Con: A label selector sync is required. We support only the label selector.
Example:
Note: The values for metrics.dynatrace.com/path, metrics.dynatrace.com/port, and metrics.dynatrace.com/secure depend on the exporter you use; adapt it to your requirements. To determine the port value, see Default port allocations for a list of common ports for known exporters.

kind: Service
apiVersion: v1
metadata:
  name: dynatrace-monitoring-node-exporter
  namespace: kubernetes-monitoring
  annotations:
    metrics.dynatrace.com/port: '9100'
    metrics.dynatrace.com/scrape: 'true'
    metrics.dynatrace.com/secure: 'true'
    metrics.dynatrace.com/path: '/metrics'
spec:
  ports:
    - name: dynatrace-monitoring-node-exporter-port
      port: 9100
  selector:
    app.kubernetes.io/name: node-exporter
  clusterIP: None
  • Annotate an existing service (in CLI)

Prerequisites: Have the necessary service permission.
Pro: No label selector sync is required.
Con: Annotations aren't persistent, so changes will overwrite the annotations. We support only the label selector.

  • Annotate existing pods (in CLI)

Prerequisites: None.
Pro: You can quickly test metric ingestion.
Con: Annotations aren't persistent, so changes will overwrite the annotations.

View metrics on a dashboard

Metrics from Prometheus exporters are available in the Data Explorer for custom charting. Select Create custom chart and select Try it out in the top banner. For more information, see Data explorer.
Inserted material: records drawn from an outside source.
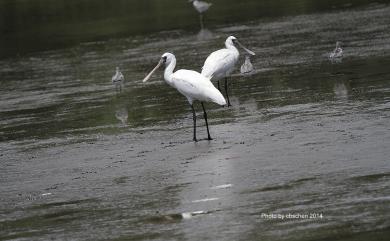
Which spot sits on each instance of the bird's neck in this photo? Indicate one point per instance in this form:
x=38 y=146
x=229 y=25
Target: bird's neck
x=231 y=46
x=169 y=71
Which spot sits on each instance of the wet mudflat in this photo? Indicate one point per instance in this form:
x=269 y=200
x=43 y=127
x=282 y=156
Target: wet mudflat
x=305 y=136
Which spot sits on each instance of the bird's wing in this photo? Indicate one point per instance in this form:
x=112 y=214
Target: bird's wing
x=196 y=87
x=217 y=60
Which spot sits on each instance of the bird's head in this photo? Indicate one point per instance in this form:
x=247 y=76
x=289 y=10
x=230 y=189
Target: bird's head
x=165 y=59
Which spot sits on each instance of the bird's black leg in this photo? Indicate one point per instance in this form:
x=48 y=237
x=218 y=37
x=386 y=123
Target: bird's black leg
x=201 y=21
x=207 y=124
x=194 y=118
x=226 y=90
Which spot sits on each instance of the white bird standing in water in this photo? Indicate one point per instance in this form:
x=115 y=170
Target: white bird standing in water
x=337 y=52
x=220 y=64
x=201 y=7
x=191 y=84
x=118 y=79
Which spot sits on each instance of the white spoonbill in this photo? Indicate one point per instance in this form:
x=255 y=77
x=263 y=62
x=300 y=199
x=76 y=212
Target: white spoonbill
x=118 y=79
x=191 y=84
x=337 y=52
x=220 y=64
x=201 y=7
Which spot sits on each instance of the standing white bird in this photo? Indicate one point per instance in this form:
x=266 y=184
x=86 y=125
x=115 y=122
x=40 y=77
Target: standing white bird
x=221 y=63
x=201 y=7
x=118 y=79
x=337 y=52
x=191 y=84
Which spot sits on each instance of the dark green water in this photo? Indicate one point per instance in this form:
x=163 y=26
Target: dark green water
x=80 y=161
x=34 y=25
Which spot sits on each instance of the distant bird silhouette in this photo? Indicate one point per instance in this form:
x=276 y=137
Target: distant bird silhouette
x=201 y=7
x=118 y=79
x=337 y=52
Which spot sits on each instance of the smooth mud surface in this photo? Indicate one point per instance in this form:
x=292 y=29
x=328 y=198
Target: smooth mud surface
x=305 y=135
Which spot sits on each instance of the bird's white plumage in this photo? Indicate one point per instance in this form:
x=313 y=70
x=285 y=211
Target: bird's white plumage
x=195 y=86
x=201 y=6
x=220 y=63
x=190 y=83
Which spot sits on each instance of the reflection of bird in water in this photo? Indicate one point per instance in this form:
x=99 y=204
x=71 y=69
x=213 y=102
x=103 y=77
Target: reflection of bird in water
x=220 y=64
x=191 y=84
x=201 y=7
x=337 y=52
x=118 y=79
x=122 y=115
x=247 y=66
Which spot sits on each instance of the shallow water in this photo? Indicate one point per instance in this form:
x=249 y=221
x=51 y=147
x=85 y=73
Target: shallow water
x=304 y=136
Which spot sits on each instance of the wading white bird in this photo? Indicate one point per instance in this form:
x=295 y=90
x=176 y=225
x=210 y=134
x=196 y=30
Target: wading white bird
x=337 y=52
x=221 y=63
x=191 y=84
x=201 y=7
x=118 y=79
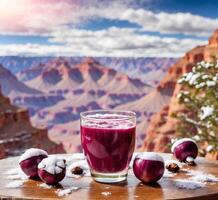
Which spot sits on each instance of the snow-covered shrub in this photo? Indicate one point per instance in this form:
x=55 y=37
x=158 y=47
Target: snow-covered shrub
x=200 y=100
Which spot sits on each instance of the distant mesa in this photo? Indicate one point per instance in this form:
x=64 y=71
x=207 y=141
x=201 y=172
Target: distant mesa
x=58 y=89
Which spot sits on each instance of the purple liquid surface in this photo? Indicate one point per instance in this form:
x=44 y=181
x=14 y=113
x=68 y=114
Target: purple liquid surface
x=108 y=150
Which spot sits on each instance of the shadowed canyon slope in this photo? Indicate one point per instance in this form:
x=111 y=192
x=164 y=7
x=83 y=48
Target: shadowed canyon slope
x=17 y=133
x=58 y=89
x=163 y=127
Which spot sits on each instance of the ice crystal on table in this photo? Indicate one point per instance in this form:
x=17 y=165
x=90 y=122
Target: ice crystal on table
x=15 y=184
x=201 y=176
x=44 y=185
x=188 y=184
x=106 y=193
x=65 y=192
x=32 y=152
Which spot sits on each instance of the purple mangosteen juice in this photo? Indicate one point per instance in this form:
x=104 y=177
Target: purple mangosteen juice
x=108 y=141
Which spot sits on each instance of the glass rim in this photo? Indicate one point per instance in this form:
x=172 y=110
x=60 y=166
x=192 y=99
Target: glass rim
x=126 y=114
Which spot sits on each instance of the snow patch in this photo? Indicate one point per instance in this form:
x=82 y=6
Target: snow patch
x=32 y=152
x=106 y=193
x=180 y=141
x=52 y=165
x=65 y=192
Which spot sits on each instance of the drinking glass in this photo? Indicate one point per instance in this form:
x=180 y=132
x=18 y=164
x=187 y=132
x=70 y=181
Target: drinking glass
x=108 y=141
You can simply search for metric keys of all available metrics and define how you’d like to analyze and chart your metrics. After that you can pin your charts on a dashboard.

Metric alerts

You can also create custom alerts based on the Prometheus scraped metrics. From the navigation menu, select Settings > Anomaly detection > Custom events for alerting and select Create custom event for alerting. In the Create custom event for alerting page, search for a Prometheus metric using its key and define your alert. For more information, see Metric events for alerting.

Limitations

The current limitations of the Prometheus metrics integration are as follows:

  • This integration supports only the counter and gauge Prometheus metric types.
  • If you run multiple exporters in a pod, you need to set the metrics.dynatrace.com/port annotation to direct Dynatrace to the one it should use.
  • This integration supports up to 1,000 pods with 200 metric data points each per minute.

Monitoring consumption

Prometheus metrics in Kubernetes environments are subject to DDU consumption.

  • Prometheus metrics from exporters that run on OneAgent-monitored hosts are first deducted from your quota of included metrics per host unit. Once this quota is exceeded, the remaining metrics consume DDUs.
  • Prometheus metrics from exporters that run on hosts that aren't monitored by OneAgent always consume DDUs.